The funds from the sale of the Norcross Hill property went to the Walter E. Fernald Corporation, established in 1848 as the first public institution in America for people with developmental disabilities. Beginning in the 1920s, the Norcross Hill property supported the intellectually disabled residents of the Templeton and Fernald Developmental Centers. The sale will provide resources for the corporation to continue its mission of advocating for the intellectually disabled.
“We are fortunate to have these beautiful areas of open space for all to enjoy,” said State Senator Anne Gobi, Senate Chair of the Joint Committee on Environment, Natural Resources and Agriculture. “The Legislature continues to make it a priority to provide funding and to work with our partners in government and the private sector for preservation and conservation.”
“I'm very grateful to the Department of Fish and Game for their continued efforts to protect open space in the region,” said State Representative Susannah Whipps (I-Athol). “The Norcross Hill Wildlife Management Area adds to the growing list of outdoor attractions this region has to offer.”

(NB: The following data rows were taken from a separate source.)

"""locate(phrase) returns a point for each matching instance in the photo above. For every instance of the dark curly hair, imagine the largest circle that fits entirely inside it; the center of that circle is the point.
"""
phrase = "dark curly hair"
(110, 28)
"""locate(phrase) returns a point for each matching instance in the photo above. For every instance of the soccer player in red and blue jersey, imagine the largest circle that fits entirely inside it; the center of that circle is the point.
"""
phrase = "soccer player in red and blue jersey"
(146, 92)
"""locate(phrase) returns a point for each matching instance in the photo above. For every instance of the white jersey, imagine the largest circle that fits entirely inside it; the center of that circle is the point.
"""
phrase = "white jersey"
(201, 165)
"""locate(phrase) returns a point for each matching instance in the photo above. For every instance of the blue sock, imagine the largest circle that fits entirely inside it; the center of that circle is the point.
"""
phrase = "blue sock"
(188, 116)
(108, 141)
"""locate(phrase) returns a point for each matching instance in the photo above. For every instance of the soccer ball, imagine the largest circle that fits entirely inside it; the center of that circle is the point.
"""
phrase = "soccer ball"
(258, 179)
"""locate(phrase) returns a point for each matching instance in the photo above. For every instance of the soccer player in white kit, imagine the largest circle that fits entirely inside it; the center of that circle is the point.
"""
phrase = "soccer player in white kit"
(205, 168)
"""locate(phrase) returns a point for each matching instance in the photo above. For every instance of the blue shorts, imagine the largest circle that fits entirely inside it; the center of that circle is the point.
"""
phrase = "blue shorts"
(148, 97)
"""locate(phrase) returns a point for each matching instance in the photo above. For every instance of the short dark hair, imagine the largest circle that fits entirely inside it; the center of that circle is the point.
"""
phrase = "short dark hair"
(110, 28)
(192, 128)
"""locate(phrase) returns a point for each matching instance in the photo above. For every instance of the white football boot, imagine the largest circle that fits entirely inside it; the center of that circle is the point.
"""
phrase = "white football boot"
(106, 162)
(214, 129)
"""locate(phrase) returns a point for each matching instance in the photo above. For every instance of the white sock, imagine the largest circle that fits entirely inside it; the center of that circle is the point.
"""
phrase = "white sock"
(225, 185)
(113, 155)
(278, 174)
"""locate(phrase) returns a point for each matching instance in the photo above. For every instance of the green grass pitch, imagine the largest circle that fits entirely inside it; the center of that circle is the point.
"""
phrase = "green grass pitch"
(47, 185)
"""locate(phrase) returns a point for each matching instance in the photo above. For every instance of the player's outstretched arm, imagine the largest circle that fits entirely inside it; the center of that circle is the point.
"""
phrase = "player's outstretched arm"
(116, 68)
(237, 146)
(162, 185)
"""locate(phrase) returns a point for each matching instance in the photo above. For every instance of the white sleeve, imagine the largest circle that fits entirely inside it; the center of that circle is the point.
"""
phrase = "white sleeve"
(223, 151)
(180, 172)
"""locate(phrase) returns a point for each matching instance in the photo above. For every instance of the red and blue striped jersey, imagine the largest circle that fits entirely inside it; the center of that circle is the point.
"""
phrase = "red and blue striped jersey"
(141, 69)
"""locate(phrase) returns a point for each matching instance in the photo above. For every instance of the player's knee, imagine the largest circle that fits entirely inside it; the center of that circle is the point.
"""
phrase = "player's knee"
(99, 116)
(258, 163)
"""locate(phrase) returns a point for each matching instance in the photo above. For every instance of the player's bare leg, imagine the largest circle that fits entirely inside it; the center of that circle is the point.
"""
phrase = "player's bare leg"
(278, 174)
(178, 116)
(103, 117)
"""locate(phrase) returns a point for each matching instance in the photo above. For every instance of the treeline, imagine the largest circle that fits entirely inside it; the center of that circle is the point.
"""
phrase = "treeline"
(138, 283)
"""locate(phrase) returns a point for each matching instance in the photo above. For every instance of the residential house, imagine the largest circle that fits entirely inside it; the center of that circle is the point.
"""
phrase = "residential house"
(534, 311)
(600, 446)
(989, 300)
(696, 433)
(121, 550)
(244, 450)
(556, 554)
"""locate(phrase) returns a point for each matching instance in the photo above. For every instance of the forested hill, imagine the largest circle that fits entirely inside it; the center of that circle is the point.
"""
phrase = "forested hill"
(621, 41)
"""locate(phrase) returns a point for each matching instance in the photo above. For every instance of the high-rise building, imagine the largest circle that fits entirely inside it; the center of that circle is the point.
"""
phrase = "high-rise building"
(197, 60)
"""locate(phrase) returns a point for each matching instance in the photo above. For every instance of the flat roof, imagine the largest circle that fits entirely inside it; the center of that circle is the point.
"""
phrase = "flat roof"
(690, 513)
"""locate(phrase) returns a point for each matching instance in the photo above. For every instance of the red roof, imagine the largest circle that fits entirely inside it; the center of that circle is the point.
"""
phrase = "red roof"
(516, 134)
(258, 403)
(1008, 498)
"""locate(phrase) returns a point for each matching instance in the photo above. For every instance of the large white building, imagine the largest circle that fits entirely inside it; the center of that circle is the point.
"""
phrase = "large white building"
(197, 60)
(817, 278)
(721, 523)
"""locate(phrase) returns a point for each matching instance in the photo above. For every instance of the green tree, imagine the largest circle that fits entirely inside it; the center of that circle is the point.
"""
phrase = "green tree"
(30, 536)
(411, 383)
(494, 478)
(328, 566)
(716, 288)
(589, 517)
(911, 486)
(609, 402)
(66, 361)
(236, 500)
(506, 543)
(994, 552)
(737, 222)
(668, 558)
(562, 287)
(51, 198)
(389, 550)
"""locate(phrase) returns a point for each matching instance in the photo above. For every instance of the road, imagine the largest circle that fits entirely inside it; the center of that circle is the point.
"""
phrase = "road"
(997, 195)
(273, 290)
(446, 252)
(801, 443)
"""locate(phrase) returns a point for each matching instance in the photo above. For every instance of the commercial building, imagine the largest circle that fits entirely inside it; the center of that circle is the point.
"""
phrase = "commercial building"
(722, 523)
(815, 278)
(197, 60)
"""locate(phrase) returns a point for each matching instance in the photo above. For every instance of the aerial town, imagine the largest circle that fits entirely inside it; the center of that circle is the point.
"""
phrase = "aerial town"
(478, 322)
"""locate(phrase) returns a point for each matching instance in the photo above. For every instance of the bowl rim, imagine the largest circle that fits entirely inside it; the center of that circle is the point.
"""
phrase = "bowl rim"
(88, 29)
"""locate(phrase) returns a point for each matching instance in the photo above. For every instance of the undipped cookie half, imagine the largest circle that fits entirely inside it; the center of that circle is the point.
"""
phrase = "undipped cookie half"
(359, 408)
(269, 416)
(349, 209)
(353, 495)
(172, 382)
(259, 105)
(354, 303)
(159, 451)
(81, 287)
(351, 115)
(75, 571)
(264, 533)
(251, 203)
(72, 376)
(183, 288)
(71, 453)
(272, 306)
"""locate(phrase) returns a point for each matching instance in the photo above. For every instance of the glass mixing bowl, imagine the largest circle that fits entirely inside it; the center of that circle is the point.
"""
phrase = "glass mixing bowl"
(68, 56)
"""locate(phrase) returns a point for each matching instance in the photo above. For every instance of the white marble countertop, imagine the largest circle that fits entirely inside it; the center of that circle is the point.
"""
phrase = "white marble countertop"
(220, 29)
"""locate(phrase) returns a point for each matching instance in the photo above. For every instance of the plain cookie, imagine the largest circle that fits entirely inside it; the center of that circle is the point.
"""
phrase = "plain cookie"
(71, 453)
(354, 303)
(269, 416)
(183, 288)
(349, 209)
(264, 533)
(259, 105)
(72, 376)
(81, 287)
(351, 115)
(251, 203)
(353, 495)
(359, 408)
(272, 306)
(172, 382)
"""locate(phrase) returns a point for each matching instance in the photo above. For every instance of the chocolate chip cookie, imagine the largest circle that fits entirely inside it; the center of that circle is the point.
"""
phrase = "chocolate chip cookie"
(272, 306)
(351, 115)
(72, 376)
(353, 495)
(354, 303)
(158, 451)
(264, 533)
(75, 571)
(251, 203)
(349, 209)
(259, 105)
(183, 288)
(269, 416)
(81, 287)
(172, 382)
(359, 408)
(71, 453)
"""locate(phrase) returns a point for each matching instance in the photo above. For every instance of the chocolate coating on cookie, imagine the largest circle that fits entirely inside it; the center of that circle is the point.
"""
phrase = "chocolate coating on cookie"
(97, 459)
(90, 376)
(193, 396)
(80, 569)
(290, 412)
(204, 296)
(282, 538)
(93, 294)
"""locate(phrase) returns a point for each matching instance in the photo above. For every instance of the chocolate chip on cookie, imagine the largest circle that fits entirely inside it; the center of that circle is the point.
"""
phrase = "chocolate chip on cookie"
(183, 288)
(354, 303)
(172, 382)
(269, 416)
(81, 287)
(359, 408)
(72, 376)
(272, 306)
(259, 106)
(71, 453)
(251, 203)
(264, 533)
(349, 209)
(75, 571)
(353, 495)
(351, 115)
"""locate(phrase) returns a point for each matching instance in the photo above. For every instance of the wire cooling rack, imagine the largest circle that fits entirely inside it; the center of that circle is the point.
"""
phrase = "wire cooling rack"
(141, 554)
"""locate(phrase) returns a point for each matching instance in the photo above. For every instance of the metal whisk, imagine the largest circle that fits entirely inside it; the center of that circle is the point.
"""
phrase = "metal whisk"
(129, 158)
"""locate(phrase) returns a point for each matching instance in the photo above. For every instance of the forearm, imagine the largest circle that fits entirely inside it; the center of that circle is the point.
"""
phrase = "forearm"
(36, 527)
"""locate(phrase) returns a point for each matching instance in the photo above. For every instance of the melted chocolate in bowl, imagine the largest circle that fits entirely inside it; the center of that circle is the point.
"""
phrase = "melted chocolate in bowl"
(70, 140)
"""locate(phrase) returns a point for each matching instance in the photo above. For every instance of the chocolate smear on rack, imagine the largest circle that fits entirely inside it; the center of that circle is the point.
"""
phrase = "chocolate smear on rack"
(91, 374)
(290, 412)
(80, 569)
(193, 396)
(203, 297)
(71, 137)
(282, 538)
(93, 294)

“Mount Grace Land Trust is very excited about this project, particularly since it’s our first project in the town of Templeton. I also want to express appreciation to Jo-Anne and Danny Burdin as part of this conservation effort. As a member of the local Open Space Committee, Jo-Anne Burdin played an early and critical role in helping the team reach the 500-acre minimum, then when another landowner was unable to proceed, she and Danny decided to protect their own backyard,” said Leigh Youngblood, Executive Director of the Mount Grace Land Trust. “This was a true community project, and we are very excited to have helped enable the long-awaited final chapter of permanently protecting the Fernald School.”
“North County Land Trust is so pleased to be working with our partners to keep this property open to the public,” said Anna Wilkins, Executive Director of the North County Land Trust. “Norcross Hill has it all: priority habitat, outdoor recreation, agriculture, water resources, connectivity and it’s just plain beautiful. It’s great to know this land will be available for future generations.”
“In many ways, the Intellectually Disabled and open space are kindred spirits: vulnerable, slow to be appreciated and all too often exploited,” said Thomas Frain, President of the Walter E. Fernald Corporation. “The sale of this property will not only preserve this beautiful land in perpetuity, but will provide sorely needed resources for the corporation to continue its mission of almost 171 years – advocating for the Intellectually Disabled.”
"The Town was pleased to participate in this locally and regionally important project which results in the permanent protection of one of the most culturally and historically significant open spaces in our community,” said Templeton Town Manager Carter Terenzini. “The sale of the two Town parcels to the Commonwealth will enhance the Otter River and Templeton State Forests and further improve the Town's financial picture.”
DFG and MassWildlife jointly administer the agency’s land protection program. In fiscal year 2019, the agency completed 41 land acquisition projects, utilizing $6.2 million and protecting 2,436 acres of wildlife habitat.